L'ONG Sherpa a déposé plainte à Paris contre le cimentier français Lafarge, notamment pour financement du terrorisme, après les révélations du Monde sur de possibles arrangements avec l'organisation État islamique (EI) pour faire fonctionner un site en Syrie, a déclaré mardi son président William Bourdon.
Des usines dans des zones contrôlées par l'EI. Le quotidien avait révélé en juin "les troubles arrangements" de Lafarge avec l'organisation djihadiste pour qu'une de ses cimenteries située à Jalabiya puisse continuer à fonctionner en 2013 et 2014, avant que l'EI ne s'empare du site et annonce l'arrêt de toute activité. Le Monde racontait que l'entreprise avait cherché à garantir l'accès à l'usine de ses ouvriers et des marchandises alors que plusieurs points de la zone étaient contrôlés par l'EI, en missionnant un intermédiaire pour obtenir des laissez-passer aux checkpoints. Pour pouvoir fabriquer le ciment, Lafarge est aussi passé par "des intermédiaires et des négociants qui commercialisaient le pétrole raffiné par l'EI, contre le paiement d'une licence et le versement de taxes", assurait le journal.

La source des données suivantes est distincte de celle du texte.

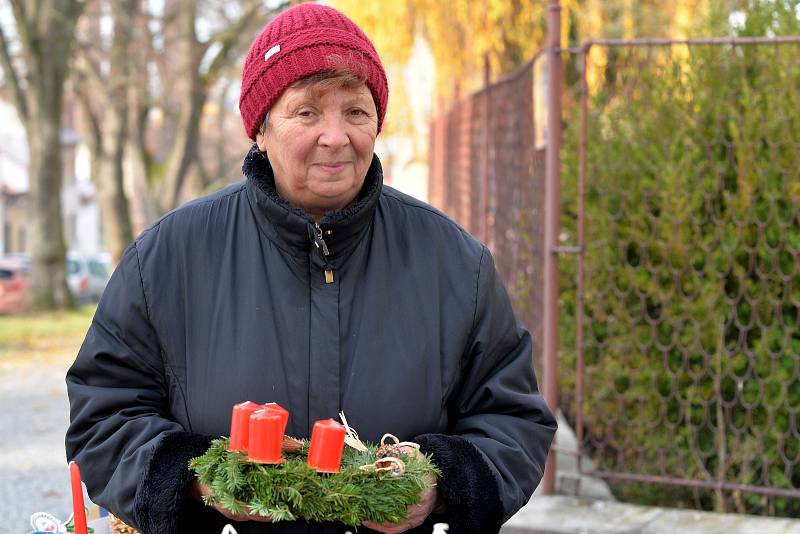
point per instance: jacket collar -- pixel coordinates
(293, 229)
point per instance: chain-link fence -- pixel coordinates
(680, 319)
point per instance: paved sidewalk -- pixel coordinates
(579, 515)
(33, 466)
(587, 506)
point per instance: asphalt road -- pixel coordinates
(34, 415)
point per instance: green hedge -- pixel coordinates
(692, 271)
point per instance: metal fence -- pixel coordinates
(680, 314)
(486, 173)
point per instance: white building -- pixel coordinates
(82, 227)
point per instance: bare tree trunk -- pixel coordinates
(191, 93)
(48, 252)
(46, 34)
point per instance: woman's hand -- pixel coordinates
(417, 513)
(200, 490)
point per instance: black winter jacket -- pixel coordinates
(226, 299)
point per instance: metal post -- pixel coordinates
(551, 224)
(579, 304)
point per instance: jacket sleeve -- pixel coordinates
(133, 456)
(493, 455)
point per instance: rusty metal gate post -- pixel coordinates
(551, 225)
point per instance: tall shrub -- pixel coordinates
(692, 271)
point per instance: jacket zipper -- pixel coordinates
(325, 253)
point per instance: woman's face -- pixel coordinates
(320, 145)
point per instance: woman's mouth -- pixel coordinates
(332, 166)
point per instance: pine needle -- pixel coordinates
(292, 490)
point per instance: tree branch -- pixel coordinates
(233, 36)
(11, 79)
(24, 30)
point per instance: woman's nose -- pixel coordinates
(334, 133)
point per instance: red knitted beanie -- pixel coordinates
(296, 44)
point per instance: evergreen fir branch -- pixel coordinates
(291, 490)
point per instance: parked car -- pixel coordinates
(87, 275)
(13, 285)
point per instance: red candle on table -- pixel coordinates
(78, 506)
(266, 436)
(277, 408)
(327, 444)
(240, 425)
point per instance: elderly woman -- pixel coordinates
(313, 285)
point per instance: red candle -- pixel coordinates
(327, 444)
(277, 408)
(78, 506)
(240, 425)
(266, 436)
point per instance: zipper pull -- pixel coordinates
(325, 250)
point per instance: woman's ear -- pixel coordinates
(261, 141)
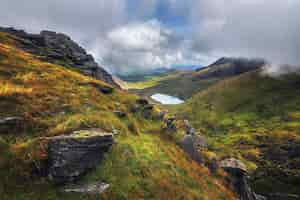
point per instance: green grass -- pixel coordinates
(54, 100)
(254, 118)
(179, 84)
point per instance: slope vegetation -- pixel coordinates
(185, 84)
(256, 118)
(53, 100)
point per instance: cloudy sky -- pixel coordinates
(131, 35)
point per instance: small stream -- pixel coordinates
(166, 99)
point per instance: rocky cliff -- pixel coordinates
(227, 67)
(60, 49)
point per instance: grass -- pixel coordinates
(55, 100)
(148, 163)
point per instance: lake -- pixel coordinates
(166, 99)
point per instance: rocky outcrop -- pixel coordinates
(60, 49)
(238, 179)
(227, 67)
(90, 189)
(71, 156)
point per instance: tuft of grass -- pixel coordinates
(246, 117)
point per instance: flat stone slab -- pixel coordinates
(93, 189)
(72, 156)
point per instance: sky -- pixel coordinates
(126, 36)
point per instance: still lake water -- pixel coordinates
(166, 99)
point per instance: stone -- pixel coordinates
(60, 48)
(233, 164)
(238, 179)
(102, 88)
(8, 124)
(170, 125)
(188, 127)
(147, 111)
(191, 144)
(72, 156)
(91, 189)
(142, 102)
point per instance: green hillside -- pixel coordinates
(179, 84)
(256, 118)
(54, 100)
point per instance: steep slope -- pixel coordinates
(185, 84)
(49, 99)
(58, 48)
(253, 117)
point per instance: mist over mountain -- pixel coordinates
(133, 35)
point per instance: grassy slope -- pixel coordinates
(54, 100)
(255, 118)
(179, 84)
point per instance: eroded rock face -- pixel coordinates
(238, 179)
(60, 48)
(72, 156)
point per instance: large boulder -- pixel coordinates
(238, 179)
(71, 156)
(192, 145)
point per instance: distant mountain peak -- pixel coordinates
(60, 48)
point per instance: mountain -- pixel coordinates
(65, 135)
(191, 82)
(60, 49)
(226, 67)
(254, 117)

"Financement du terrorisme". La plainte avec constitution de partie civile a été déposée mardi auprès du doyen des juges d'instruction, au nom de Sherpa, association spécialisée dans la "défense de victimes de crimes économiques", du Centre européen pour les droits constitutionnels et les droits de l'Homme (ECCHR) et onze anciens employés du groupe en Syrie, pour obtenir l'ouverture d'une information judiciaire. Elle vise des faits de financement du terrorisme, complicité de crimes de guerre et de crimes contre l'humanité, mise en danger, exploitation abusive du travail et négligence.
Une "politique cynique". "Ce que nous dénonçons, c'est l'obsession d'une entreprise de maintenir une activité profitable au risque de devoir rendre des comptes et que soient mis au jour des liaisons pour le moins dangereuses avec ceux qui sont perçus comme les pires ennemis de l'humanité", a déclaré William Bourdon. "Nous demandons que soient tirées les conséquences d'une politique cynique faite d'aveuglement et de surdité, conduisant à des échanges commerciaux et financiers entre Lafarge Cement Syria sous le contrôle de sa maison mère avec un groupe qui avait déjà amorcé la commission de grands crimes internationaux", a-t-il ajouté.
Dans l'attente de preuves. Le cimentier LafargeHolcim, issu de la fusion mi-2015 avec le suisse Holcim, avait assuré en juin qu'il examinerait les faits révélés par Le Monde, après avoir affirmé que sa priorité absolue avait été la sécurité de ses personnels. En juillet, la mission parlementaire sur les moyens du groupe djihadiste affirmait dans son rapport que "rien" ne permettait d'établir que Lafarge ait pu "participé directement ou indirectement, ni même de façon passive, au financement de Daech".